広さは1.5帖前後で十分。床をリビングとは異なる素材(コルクタイルやフロアタイルなど)に切り替えると、座った瞬間に気持ちのスイッチが入る効果も期待できます。
5. 中庭に面した「窓際デスク」
中庭やテラスに向けてカウンターを設け、外の景色を借景にするスタイル。
道路側に閉じ、中庭に開く設計なら、カーテンなしで自然光を浴びながら仕事に取り組めます。視線がふと外に抜けることでリフレッシュ効果が得られ、長時間のデスクワークでも疲労感が溜まりにくいのが特徴。
季節の植栽や空の移ろいが、オフィスにはない贅沢な背景になってくれます。
「使われる居場所」にするための設計チェックリスト
せっかくスペースを確保しても、使い勝手が悪ければ半年後には物置になってしまいます。
以下の6項目を設計段階で押さえておくと安心です。
| チェック項目 |
目安・ポイント |
| カウンター奥行 | PC作業なら45cm以上、書類を広げるなら55cm以上 |
| コンセント | デスク上1口+足元2口を最低限。USB付きが便利 |
| 照明 | 昼白色のダウンライトまたはブラケット。調光機能があると夜も快適 |
| 収納 | 可動棚3段+引き出し1段で書類・文具・充電器をカバー |
| 空調の届き | エアコンの気流経路上に配置。シーリングファンとの併用も有効 |
| 視線の管理 | 背面に通路がない配置、または腰壁・袖壁で背後を遮る |
居場所は「仕事だけの場所」にしない

在宅ワーク用に設けたスペースも、週末は読書コーナーに、夜は家計の整理場所に、子どもが大きくなれば受験勉強の机にと、用途が変わっていくのが暮らしの自然な姿です。

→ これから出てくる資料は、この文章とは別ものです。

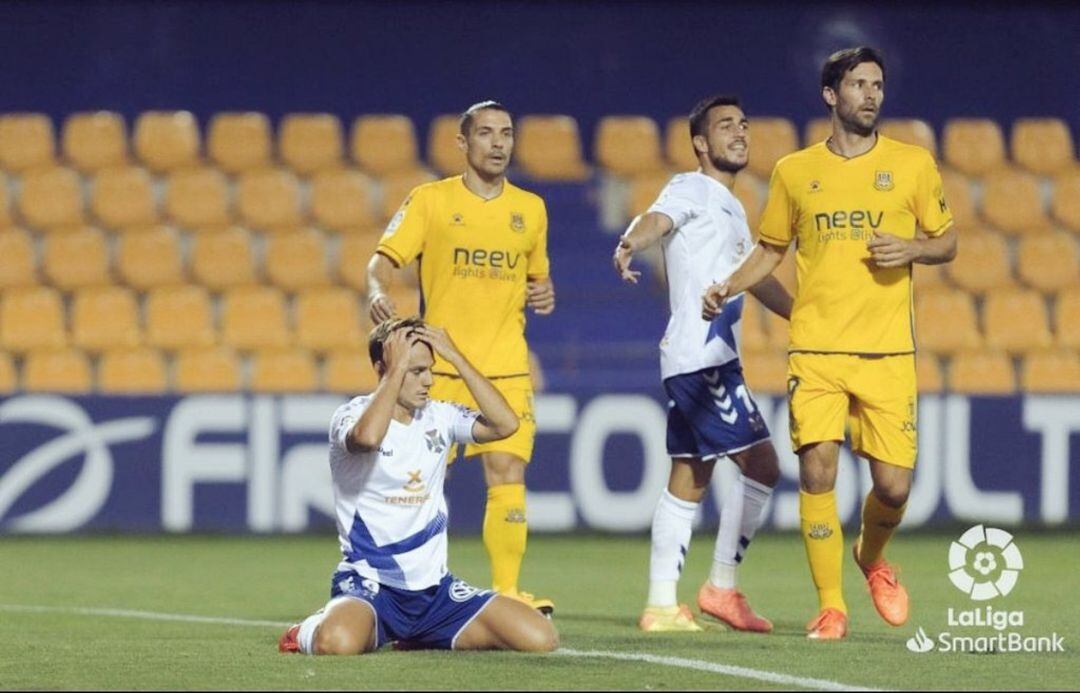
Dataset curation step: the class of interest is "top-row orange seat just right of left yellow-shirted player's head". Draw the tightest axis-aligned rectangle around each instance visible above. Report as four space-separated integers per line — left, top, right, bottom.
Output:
514 116 590 181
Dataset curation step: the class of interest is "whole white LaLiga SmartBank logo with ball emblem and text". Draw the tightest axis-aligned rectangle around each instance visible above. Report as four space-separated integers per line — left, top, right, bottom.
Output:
907 525 1065 654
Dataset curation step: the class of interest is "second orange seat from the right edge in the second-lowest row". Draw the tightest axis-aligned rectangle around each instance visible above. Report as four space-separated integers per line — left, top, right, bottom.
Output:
983 289 1052 354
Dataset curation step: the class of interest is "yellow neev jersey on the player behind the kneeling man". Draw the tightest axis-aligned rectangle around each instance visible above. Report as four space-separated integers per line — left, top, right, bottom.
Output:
377 176 550 378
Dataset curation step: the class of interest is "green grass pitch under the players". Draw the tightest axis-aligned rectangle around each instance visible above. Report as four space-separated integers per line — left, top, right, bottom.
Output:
0 531 1080 690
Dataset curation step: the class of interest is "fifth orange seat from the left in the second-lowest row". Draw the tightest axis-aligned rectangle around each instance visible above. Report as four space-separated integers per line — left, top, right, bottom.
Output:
296 286 370 353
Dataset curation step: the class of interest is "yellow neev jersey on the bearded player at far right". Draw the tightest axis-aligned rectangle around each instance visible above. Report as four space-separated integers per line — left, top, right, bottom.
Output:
760 135 953 354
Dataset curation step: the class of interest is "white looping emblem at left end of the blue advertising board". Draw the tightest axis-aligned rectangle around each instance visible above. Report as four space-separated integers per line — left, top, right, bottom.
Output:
0 395 157 532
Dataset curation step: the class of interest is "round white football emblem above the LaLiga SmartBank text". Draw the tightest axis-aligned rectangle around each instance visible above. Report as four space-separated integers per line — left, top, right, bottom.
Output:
948 525 1024 601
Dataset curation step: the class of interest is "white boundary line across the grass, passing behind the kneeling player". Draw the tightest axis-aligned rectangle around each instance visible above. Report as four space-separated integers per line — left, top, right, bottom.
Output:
0 604 876 691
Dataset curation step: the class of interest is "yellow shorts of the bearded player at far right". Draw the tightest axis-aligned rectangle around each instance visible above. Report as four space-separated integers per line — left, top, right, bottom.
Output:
787 353 918 470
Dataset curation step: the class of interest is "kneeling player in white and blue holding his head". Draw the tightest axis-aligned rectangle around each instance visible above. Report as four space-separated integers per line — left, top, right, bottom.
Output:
279 317 558 654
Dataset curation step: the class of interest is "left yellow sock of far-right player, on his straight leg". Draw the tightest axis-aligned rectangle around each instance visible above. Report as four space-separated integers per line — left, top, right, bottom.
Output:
799 490 848 613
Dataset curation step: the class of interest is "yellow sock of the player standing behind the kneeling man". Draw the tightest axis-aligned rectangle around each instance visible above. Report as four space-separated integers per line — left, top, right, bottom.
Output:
484 484 528 594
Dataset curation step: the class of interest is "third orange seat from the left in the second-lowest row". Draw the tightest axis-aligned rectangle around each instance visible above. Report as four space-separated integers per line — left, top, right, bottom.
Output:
144 285 217 351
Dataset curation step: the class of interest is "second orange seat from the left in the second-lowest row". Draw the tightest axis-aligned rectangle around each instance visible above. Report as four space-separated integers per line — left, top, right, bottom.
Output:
70 286 141 353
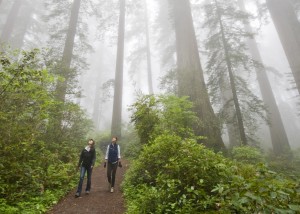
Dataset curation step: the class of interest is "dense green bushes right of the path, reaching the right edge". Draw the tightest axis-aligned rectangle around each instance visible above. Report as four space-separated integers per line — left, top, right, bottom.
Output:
122 134 300 213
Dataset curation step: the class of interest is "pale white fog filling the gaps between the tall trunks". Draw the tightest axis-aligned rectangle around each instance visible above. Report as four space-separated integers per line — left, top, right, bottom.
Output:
0 0 300 149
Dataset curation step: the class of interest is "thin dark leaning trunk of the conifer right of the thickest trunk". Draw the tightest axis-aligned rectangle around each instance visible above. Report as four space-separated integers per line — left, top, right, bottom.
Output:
215 0 247 145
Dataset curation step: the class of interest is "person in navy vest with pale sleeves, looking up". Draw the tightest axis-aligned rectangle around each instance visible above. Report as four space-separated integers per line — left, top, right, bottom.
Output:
104 137 122 192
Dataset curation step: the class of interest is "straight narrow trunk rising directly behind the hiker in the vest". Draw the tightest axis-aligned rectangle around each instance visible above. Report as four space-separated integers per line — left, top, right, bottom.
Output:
111 0 125 137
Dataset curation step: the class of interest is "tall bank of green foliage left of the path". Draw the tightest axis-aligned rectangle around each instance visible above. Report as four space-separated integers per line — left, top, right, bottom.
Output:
0 50 91 213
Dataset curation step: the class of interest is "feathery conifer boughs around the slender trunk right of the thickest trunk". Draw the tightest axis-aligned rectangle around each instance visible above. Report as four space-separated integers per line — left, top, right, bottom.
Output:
204 0 267 143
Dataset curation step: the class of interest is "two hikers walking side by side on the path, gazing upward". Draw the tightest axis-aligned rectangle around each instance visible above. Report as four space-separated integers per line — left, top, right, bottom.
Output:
75 137 122 198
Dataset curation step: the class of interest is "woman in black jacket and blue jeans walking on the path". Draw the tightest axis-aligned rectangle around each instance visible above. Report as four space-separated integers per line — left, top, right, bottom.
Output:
75 139 96 198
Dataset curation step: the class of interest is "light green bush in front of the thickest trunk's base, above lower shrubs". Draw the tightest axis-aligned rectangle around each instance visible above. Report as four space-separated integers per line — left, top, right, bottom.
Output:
130 95 199 144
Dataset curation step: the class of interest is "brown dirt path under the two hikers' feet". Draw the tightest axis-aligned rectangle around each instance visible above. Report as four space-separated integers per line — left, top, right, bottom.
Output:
47 160 128 214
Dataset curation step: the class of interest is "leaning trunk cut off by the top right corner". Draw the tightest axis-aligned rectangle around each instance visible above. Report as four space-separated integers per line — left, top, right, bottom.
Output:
267 0 300 94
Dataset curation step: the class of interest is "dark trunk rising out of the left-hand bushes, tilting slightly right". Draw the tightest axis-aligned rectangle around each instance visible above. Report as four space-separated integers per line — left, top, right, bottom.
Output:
56 0 81 102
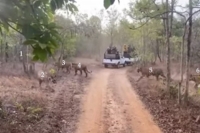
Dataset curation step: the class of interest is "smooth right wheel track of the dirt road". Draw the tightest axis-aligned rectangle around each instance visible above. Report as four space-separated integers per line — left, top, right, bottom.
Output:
113 69 162 133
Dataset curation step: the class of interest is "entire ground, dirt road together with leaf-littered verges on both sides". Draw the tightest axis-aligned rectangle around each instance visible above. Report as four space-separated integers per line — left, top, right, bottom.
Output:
0 58 200 133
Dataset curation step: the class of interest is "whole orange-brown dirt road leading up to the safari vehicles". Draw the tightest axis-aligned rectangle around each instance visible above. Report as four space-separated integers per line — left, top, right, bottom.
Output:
77 68 161 133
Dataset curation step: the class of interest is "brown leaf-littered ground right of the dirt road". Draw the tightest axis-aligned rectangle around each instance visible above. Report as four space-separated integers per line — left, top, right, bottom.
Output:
128 67 200 133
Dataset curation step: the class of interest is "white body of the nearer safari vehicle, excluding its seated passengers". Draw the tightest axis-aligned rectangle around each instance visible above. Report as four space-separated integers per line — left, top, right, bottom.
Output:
103 53 126 68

だからこそ、居場所は”仕事専用”に閉じず、ゆるく開いておくのがおすすめ。
可動棚の配置を変えれば本棚にもなるし、カウンターの上を片付ければ子どものお絵描きテーブルにも早変わりします。
使い道をひとつに固定しないこと。
この考え方が、限られた面積のなかで暮らしの満足度を上げるコツであり、注文住宅だからこそ実現できる設計の醍醐味でもあります。
よくある質問(Q&A)
Q. 居場所をつくると費用はどのくらい増えますか?
A. 造作カウンター+可動棚+コンセント増設の小さなワークコーナーであれば、面積を増やさずに仕上げの配分を工夫することで対応できるケースが多いです。床仕上げや造作の範囲によって差が出るため、設計士との早い段階での相談がコスト管理の鍵になります。
Q. オンライン会議の音漏れが心配です。
A. 2階ホールやヌック型なら、腰壁+スリット手すりの組み合わせで視線は通しつつ音を適度に抑えられます。頻繁にWeb会議がある場合は、引き戸で仕切れる1.5帖ほどの半個室を検討するのも選択肢のひとつ。吸音性のある壁材を一面だけ採用するだけでも反響がやわらぎます。
Q. 子どもが小さいうちは使わなくなりませんか?
A. むしろ小さいお子さんがいるご家庭こそ、LDKから半歩離れた居場所が効きます。子どもの気配は感じつつ、視線が直接交わらないため短時間でも集中しやすい。お子さんが成長すれば、そのままスタディコーナーとして引き継ぐことも可能です。
「やさしい居場所」を実現するために大切にしたい視点
「やさしい居場所」は、単にデスクやカウンターを設けるだけでは成立しません。
注文住宅で検討する際は、空間・環境・使い方を一体で考えることが重要です。
設計段階から使い方を具体化する
「どこで・何を・どのくらいの時間過ごすか」を最初に整理することで、最適な位置や広さ、必要な機能が見えてきます。後から追加するよりも、計画段階で織り込む方が無理がありません。
光と視線のコントロール
自然光が入る位置や時間帯、外からの視線・家族との距離感を調整することで、集中しやすさと安心感のバランスが整います。
温熱環境の均一化
家全体の断熱・気密性能が整っていると、「どこにいても快適」な状態がつくれます。居場所を特定の部屋に限定せず、自由に使えるようになる点は見逃せません。
造作と設備の一体設計
カウンター寸法、収納の配置、コンセント位置などは使い勝手を大きく左右します。細部まで設計に落とし込むことで、日常的に使われる居場所になります。
将来の使い方まで見据える
仕事用としてつくったスペースも、将来的には学習・趣味・家事スペースへと役割が変わります。用途を固定しすぎない設計が、長く活きるポイントです。
まとめ
在宅ワークの悩みは、個室を増やすことだけが解決策ではありません。
キッチン裏、2階ホール、土間、ヌック、中庭沿い。
家のなかに半歩だけ離れた居場所をいくつか散りばめることで、仕事の集中と家族のつながりを無理なく両立できます。
大切なのは、居場所を支える断熱・気密の土台と、暮らしの動線に自然に溶け込む配置計画。この2つが揃えば、面積を大きく増やさなくても家は驚くほど使いやすくなります。